In the movie world, MGM was represented by Leo the Lion’s intimidating roar to introduce many of Rocker’s favorite movies. Now we see there’s another MGM out there. This one’s an alleged development group claiming it wants to build a gated senior citizen community in our fair city.
Sounds like a good deal, right? Maybe not, Kemosabe. MGM’s Mr. G. couldn’t convince Minden’s Planning Commission, nor the residents who live near the proposed Germantown Rd. location, that a zoning change to allow such a facility was in the best interest of everybody.
After getting a thumbs down from the MPC, MGM asked for an appeal to our user-friendly, totally cooperative city council. No luck there, either. In fact, the appeal failed when no counciler would make a motion to hear arguments. Rocker heard from a reliable source that while there was no motion from the council, there was a movement by Mr. G.
Rocker also heard reports that in the leadup to Monday’s council session, MGM’s Mr. G was a telephoning busy beaver, lobbying members to overturn the MPC decision. Depending on the various sources, it’s said his tactics were aggressive and often menacing.
Perhaps the most worrisome information on MGM came during council comments when councilpersons Roy and Bloxom said Mr. G phoned and asked them to skip Monday’s meeting. Seems an odd request from someone promoting a project that would be so beneficial. But we must remember that to overturn a decision on rezoning, a two-thirds vote is required.
If, in the apparent wisdom of MGM, one or two were missing the deal could be done. But as Gomer says, Surprise, Surprise. No absentees. No support from what was thought to be a supportive majority. Seems something about the development didn’t appeal to the appellate council.
Undeterred, MGM reps pulled out the big guns in the form of a (gasp!) letter from their attorney. It’s an interesting piece. Along with the usual lawyerisms about inconsistencies in the MPC zoning decision and declarations of disservice to prospective senior citizens who would inhabit the complex and Minden’s missed economic opportunity, the author tossed the “R” bomb at one council member.
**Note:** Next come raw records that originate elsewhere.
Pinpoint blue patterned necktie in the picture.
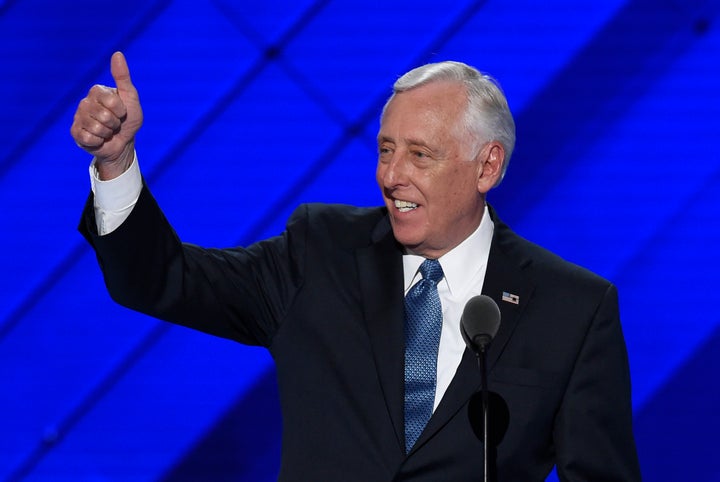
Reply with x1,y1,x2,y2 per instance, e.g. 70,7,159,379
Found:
405,259,443,453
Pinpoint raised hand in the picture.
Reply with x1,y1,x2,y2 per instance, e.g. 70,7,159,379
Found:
70,52,143,180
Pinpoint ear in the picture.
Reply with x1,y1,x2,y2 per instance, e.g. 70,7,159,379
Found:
478,141,505,194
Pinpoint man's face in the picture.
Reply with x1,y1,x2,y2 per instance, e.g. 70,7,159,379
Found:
377,82,502,258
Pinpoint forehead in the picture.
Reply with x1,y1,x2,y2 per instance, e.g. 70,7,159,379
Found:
379,81,467,137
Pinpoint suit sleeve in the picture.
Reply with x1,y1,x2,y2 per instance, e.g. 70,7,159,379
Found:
79,187,306,346
554,285,641,481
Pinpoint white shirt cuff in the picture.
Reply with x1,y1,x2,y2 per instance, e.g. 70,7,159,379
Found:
90,153,142,236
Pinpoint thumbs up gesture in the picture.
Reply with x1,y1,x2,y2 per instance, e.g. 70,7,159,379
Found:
70,52,143,180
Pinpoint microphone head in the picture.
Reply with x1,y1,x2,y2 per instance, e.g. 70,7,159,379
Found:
460,295,500,353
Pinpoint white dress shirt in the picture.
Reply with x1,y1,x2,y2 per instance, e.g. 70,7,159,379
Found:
90,155,495,410
403,206,495,410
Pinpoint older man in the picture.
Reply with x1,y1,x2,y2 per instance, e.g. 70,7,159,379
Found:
71,53,640,482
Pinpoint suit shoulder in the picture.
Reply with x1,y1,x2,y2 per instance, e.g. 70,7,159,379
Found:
500,226,612,290
289,203,387,246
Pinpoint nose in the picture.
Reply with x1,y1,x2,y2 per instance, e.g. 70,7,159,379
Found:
378,152,408,188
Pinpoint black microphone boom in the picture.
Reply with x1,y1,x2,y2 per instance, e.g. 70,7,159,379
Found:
460,295,500,354
460,295,502,482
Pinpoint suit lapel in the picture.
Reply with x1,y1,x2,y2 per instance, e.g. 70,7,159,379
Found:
356,218,405,447
411,210,533,453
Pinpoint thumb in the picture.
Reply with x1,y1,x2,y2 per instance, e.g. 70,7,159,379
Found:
110,52,137,98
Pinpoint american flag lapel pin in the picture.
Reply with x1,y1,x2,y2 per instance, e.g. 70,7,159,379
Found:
503,291,520,305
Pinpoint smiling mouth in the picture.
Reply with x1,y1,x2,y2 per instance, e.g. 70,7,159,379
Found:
395,199,417,213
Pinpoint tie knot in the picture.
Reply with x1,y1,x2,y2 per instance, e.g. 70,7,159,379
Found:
420,259,443,283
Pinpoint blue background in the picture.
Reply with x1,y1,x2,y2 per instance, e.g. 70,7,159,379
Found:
0,0,720,481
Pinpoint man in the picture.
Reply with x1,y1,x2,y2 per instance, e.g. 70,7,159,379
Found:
71,53,640,482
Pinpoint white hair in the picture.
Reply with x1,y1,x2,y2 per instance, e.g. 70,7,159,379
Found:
382,61,515,185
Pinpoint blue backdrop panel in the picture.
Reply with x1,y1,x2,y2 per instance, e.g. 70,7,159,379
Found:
0,0,720,482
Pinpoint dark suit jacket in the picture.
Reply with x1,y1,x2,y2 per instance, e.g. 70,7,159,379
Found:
80,189,640,482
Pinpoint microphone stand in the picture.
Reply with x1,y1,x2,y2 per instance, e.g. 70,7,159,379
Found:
475,340,495,482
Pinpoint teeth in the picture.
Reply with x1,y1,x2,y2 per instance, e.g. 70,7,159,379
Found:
395,199,417,213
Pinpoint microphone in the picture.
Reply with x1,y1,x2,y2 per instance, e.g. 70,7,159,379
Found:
460,295,500,355
460,295,500,482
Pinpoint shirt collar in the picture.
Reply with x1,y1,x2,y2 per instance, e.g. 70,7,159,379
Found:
403,205,495,296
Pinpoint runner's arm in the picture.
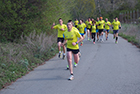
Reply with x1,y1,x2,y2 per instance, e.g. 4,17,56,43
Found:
72,36,84,46
61,40,67,46
51,23,55,29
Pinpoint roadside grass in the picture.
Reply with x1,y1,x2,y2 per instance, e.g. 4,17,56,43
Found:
110,24,140,48
0,32,58,89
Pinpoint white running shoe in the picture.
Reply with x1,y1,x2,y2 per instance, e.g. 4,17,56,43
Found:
74,63,78,67
68,75,74,80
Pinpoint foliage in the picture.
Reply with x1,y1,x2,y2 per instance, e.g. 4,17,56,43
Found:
0,32,58,89
0,0,75,42
72,0,95,19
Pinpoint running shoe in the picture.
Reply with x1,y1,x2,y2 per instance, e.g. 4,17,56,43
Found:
67,65,69,70
58,53,61,58
63,55,66,59
78,52,81,58
115,41,118,44
68,75,74,80
74,62,78,67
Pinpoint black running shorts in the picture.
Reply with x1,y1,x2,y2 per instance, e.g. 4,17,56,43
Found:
99,29,104,34
57,38,64,43
67,48,79,54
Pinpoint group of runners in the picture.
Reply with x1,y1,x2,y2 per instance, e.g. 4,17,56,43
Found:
51,17,121,80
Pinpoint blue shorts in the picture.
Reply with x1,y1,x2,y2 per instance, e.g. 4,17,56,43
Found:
85,28,87,31
80,33,84,36
105,29,110,33
96,29,99,33
113,30,119,34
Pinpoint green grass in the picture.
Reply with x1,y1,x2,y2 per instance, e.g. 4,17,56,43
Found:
0,33,58,89
110,30,140,47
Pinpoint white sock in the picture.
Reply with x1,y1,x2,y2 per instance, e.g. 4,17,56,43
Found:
101,35,103,39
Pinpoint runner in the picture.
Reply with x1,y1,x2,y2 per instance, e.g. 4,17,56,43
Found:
51,18,67,59
87,17,92,41
62,20,83,80
112,17,121,43
105,18,111,40
96,17,99,41
98,17,105,42
77,20,86,46
74,19,79,28
91,21,96,44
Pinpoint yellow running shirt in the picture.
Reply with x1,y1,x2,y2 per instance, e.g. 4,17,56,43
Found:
53,24,67,38
87,21,92,29
112,21,121,30
98,20,105,29
105,21,111,30
77,23,86,34
63,27,81,50
91,25,96,33
96,21,99,29
74,20,79,25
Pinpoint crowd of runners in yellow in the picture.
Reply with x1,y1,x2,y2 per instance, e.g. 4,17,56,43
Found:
51,17,121,80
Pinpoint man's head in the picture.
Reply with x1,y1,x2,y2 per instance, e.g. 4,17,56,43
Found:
88,17,91,21
105,18,108,22
80,20,83,24
115,17,118,21
100,17,103,20
67,20,73,30
97,17,99,21
59,18,63,25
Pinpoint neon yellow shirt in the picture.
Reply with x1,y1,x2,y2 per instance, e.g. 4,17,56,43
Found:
91,25,96,33
63,27,81,50
98,20,105,29
96,21,99,29
85,21,88,26
112,21,121,30
77,23,86,34
105,21,111,30
53,24,67,38
87,21,92,28
74,20,79,25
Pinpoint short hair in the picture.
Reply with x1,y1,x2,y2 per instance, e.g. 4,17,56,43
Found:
92,20,96,23
68,20,72,23
80,19,84,22
58,18,62,21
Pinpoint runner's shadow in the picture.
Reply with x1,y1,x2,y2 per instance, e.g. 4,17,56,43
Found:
34,67,66,71
17,76,67,82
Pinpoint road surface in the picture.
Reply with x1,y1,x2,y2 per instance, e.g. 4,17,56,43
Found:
0,34,140,94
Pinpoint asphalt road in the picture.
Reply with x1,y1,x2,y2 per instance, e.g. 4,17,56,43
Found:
0,34,140,94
Ms. Bloxom, whose patio home development would be a next-door neighbor to MGM’s complex, was accused of making “racist” comments on (un)social media. Exactly what those comments were is not mentioned, but that dreaded word is apparently designed to strike terror into the heart of the accused and create indignation in those who hear.
Naturally, the letter points out a couple of tidbits that Rocker is told didn’t come up in the MPC meeting when the development was discussed. We read that the project is worth ten million dollars and will create a five million dollar economic impact for Minden. Some financial types were contacted, and they had no information on what formula formulated those figures.
A skeptical friend said those numbers might be sorta like a balloon. They float around until someone pulls them out of the air. Impressive though they may be, they’re still subject to formulaic evaluation. Rocker thinks the old Cold War “trust, but verify” theory should apply.
We have to wonder why legal threats and aggressive lobbying are necessary if this project is good for everyone. Rocker’s no lawyer, but we did once ride in an ambulance that was chased 30 miles by one, and we think MGM might have a problem if alleged racial and age discrimination is a “best public interest” argument.
Conflict of interest allegations, also against Bloxom, appear weak since the letter makes reference to her senior citizen development where some residents aren’t senior. Taken in total, the letter seems more bluster than blister for the council.
It’s our humble opinion this MGM group has options. They can find another location. We’re sure property purchased recently by a local church could be negotiated. They can forget Minden and continue sitting on three alleged projects in West Monroe, Bastrop and Alexandria. They can proceed with litigation (as the letter threatens), to which we say: bring it.
It might be more interesting if MGM litigated this deal. One must remember that leading up to court, lawyers get together for this little thing called discovery. Perhaps one could become a fly on the wall during depositions and come up with a whole bunch of stuff on which to light.